A assinatura é definida como uma marca gráfica individual escrita com a intenção de conferir valor e autenticidade de um documento ou manifestar concordância. Através do desenho, é possível identificar o destinatário ou autor de um documento e verificar a integridade dos dados. Porém, a questão da assinatura feita por pessoas com deficiência visual é um assunto pouco explorado e que causa inúmeras dúvidas quanto às marcas gráficas que conferem essa autenticidade.
É importante esclarecer que o código Braille não oficializa uma assinatura, por ser um sistema linear, de pontos que são produzidos a partir de um modelo único para as letras. Essa semelhança faz com que a identificação pessoal se torne nula, pois não existe a possibilidade de formular uma marca gráfica individual. Então restam duas alternativas viáveis: a assinatura em tinta feita com auxílio de um cartão com orifício vazado, para determinar o espaço a ser utilizado; ou a impressão digital por meio do carimbo do dedo. Sem entrar em questões jurídicas, pretendo abordar aqui o primeiro caso: da assinatura manuscrita feita por pessoas com deficiência visual.

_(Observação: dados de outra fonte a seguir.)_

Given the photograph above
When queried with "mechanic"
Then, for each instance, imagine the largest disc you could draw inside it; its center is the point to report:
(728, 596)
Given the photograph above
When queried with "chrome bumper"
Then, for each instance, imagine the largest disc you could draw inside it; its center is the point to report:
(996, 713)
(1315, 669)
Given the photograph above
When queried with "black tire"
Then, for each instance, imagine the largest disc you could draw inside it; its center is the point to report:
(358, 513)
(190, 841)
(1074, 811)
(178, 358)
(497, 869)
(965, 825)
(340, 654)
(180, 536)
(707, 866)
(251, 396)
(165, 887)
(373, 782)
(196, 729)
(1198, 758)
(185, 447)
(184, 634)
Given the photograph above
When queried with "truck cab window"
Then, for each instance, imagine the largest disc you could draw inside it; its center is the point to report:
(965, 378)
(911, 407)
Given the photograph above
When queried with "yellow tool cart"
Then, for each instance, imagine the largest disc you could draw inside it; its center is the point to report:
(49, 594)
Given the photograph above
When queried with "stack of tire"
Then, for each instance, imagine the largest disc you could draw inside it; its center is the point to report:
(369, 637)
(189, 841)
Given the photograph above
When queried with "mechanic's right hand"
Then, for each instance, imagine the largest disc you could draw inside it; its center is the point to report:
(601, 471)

Pessoas que perderam a visão após serem alfabetizadas geralmente já possuem uma assinatura, por dominarem o sistema de escrita manuscrita. As marcas gráficas criadas anteriormente à diminuição visual ou à cegueira dificilmente perdem as características principais, mas pode haver variação no tamanho das letras, espaçamento entre palavras ou traçados. Algumas vezes é preciso treinar, com auxílio de alguém que enxerga, para que essas variações sejam controladas. Quando não existe o contato visual, o traçado depende de movimento de mãos preciso, reproduzindo linhas circulares, ondulares e unidas, apoiado em uma base, que pode ser um cartão ou uma régua delimitadora de linha.

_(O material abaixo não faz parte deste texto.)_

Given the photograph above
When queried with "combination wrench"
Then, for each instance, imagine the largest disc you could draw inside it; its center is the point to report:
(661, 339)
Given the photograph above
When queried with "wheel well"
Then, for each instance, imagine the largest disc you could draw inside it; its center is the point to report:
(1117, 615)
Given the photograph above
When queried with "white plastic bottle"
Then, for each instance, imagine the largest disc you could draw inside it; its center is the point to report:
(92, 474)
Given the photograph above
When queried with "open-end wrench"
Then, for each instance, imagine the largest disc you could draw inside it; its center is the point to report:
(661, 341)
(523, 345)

Outro caso observado é o de crianças e jovens cuja cegueira ou baixa visão impediram-nos do aprendizado da grafia manuscrita. Nesses casos, a elaboração de uma marca individual para representar a assinatura depende da exploração e aprendizagem de habilidades específicas conseguidas em idade escolar. A assinatura é um dos meios facilitadores para romper a barreira do preconceito, sendo de extrema urgência incentivar o aprendizado da escrita cursiva ainda nos anos iniciais do ensino fundamental. O professor deve observar se o aluno com deficiência visual é capaz de dissociar movimentos de pulsos, cotovelos e ombros; se a coordenação motora fina e o esquema corporal estão bem desenvolvidos; se domina conceitos de orientação espacial e também de  linhas retas, quadradas, inclinadas, sinuosas; se possui boa memória tátil e sinestésica.
Entretanto, reproduzir uma assinatura sem poder olhar para o papel e conservar exatamente os mesmos traçados é tarefa que exige esforço, dedicação e sorte. A simples troca de caneta, altura da mesa, tamanho da régua, cartão ou base para a linha, tamanho do espaço a ser utilizado, posição em que está sentado e fatores ambientais exercem influência no desenho gráfico escrito no papel. Muitas vezes, é constrangedor ter um cheque devolvido com a justificativa que as letras estavam maiores, ou um documento indeferido devido à distância menor entre os nomes, pois o espaço disponível também era pequeno. Há outros itens de segurança a serem levados em conta numa análise de assinatura, isso porque o desenho e as características principais não perdem a essência.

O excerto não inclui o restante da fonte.